Geographic Information System (GIS) tools like ArcGIS, are tools designed for digital mapping. They can be used to answer questions about how things are related geographically, and over time. In this lesson, we’ll be looking at where new facilities for production of oil and gas, plastic and other petrochemicals are being planned and built. These maps are incredible tools for identifying how the facilities may impact surrounding communities and how the facilities and communities may be impacted by climate change.


[1] See Taylor, M. (2017) $180bn investment in plastic factories feeds global packaging binge. The Guardian. available at https://www.theguardian.com/environment/2017/dec/26/180bn-investment-in-plastic-factories-feeds-global-packaging-binge last accessed on April 26, 2023.

[2] See Center for International Environmental Law (CIEL) et al., Plastics & Climate: The Hidden Costs of a Plastic Planet (2019), available at https://www.ciel.org/plasticandclimate/



  1. Upload the student worksheet on your Learning Management System (LMS) or print copies.
  2. Determine whether you will explore the map together on your classroom screen or allow students to use their own devices.

In Class

  1. Students start by reading through this StoryMap created by FracTracker Alliance.
  2. As they scroll through each part of the story, students can explore the map and click on the links to learn more. The full map is located at the bottom of the page.
  3. Students will use this map to answer the questions on the student worksheet. The questions will require them to use certain tools in the map like the layer tool and the measure tool.
  4. Following the group work, lead a class discussion about connections between plastic production and climate change.
Screenshot of Plastic Production and Climate Change Story Map

Tips and Suggestions

  • Look for this icon to use the Measure Tool, and this icon to use the Filter Tool.
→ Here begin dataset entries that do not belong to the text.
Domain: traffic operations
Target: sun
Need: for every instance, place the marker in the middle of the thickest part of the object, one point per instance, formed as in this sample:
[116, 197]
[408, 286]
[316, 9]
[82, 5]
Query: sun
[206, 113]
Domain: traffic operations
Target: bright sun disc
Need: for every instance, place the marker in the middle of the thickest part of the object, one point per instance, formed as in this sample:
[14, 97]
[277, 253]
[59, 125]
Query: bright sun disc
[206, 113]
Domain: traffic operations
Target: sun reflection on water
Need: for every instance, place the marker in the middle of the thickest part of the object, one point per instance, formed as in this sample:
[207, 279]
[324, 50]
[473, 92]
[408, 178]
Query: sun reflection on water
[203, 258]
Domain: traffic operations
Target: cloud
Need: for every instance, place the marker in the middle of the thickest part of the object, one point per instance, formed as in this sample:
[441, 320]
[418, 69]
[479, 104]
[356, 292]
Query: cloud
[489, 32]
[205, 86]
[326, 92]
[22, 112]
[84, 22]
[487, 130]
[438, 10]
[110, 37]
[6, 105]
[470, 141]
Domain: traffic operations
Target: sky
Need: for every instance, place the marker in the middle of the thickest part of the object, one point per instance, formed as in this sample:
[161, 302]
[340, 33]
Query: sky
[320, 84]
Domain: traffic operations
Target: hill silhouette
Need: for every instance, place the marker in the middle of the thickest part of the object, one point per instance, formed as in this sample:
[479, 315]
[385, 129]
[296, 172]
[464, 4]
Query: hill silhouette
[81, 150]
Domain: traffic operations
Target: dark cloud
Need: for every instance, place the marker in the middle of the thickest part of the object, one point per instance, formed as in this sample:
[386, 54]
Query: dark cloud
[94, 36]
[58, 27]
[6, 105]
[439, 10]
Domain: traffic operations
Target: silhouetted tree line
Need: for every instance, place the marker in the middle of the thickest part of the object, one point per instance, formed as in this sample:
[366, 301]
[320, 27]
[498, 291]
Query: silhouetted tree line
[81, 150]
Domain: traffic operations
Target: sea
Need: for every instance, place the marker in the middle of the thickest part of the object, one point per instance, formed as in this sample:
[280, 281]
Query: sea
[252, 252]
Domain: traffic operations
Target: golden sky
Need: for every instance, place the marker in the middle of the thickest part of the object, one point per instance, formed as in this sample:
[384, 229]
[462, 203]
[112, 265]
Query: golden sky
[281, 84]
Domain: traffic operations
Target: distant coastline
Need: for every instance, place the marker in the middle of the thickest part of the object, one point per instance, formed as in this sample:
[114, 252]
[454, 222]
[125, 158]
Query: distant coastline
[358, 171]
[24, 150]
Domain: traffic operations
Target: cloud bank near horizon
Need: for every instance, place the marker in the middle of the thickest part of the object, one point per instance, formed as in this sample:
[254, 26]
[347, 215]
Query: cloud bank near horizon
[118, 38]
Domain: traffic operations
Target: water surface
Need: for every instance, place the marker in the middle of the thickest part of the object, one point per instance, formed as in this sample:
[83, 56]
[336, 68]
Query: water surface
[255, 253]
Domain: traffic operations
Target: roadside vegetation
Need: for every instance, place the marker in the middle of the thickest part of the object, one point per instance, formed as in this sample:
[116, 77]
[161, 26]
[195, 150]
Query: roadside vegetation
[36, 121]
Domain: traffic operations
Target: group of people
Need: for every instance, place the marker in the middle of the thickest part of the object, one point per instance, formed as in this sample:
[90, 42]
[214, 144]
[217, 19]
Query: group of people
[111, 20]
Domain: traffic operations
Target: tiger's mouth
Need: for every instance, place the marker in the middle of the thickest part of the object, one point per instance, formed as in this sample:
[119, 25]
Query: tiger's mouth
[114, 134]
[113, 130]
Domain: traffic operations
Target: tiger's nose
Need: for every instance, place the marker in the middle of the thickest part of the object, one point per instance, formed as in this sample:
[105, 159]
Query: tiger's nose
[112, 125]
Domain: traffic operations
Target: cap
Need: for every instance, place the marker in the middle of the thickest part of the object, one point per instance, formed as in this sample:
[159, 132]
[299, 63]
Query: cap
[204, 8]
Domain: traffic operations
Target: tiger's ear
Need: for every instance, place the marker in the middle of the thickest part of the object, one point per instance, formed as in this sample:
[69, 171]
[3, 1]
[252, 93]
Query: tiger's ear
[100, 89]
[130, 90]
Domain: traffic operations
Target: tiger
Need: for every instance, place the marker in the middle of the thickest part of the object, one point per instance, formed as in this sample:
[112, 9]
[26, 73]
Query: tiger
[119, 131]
They should be in the bottom left corner of the map.
  • If possible, view the StoryMap on a desktop or other large screen device. It will be much easier to explore the map and to use the measure and filter tools.

Associated Standards


  • MS-PS 1-3 Gather and make sense of info to describe that synthetic materials come from natural resources and impact society.

AP Environmental Science:

  • 6.1 Renewable and Non-renewable Resources ENG-3.A.1 Nonrenewable energy sources are those that exist in a fixed amount and involve energy transformation that cannot be easily replaced.
  • 6.5 Fossil Fuels ENG-3.F Describe the effects of fossil fuels on the environment.  ENG-3.F.1 Hydrologic fracturing (fracking) can cause groundwater contamination and the release of volatile organic compounds.
  • 9.4 Increases in Greenhouse Gases  
  • 9.5 Global Climate Change 

This lesson was created in collaboration with FracTracker Alliance.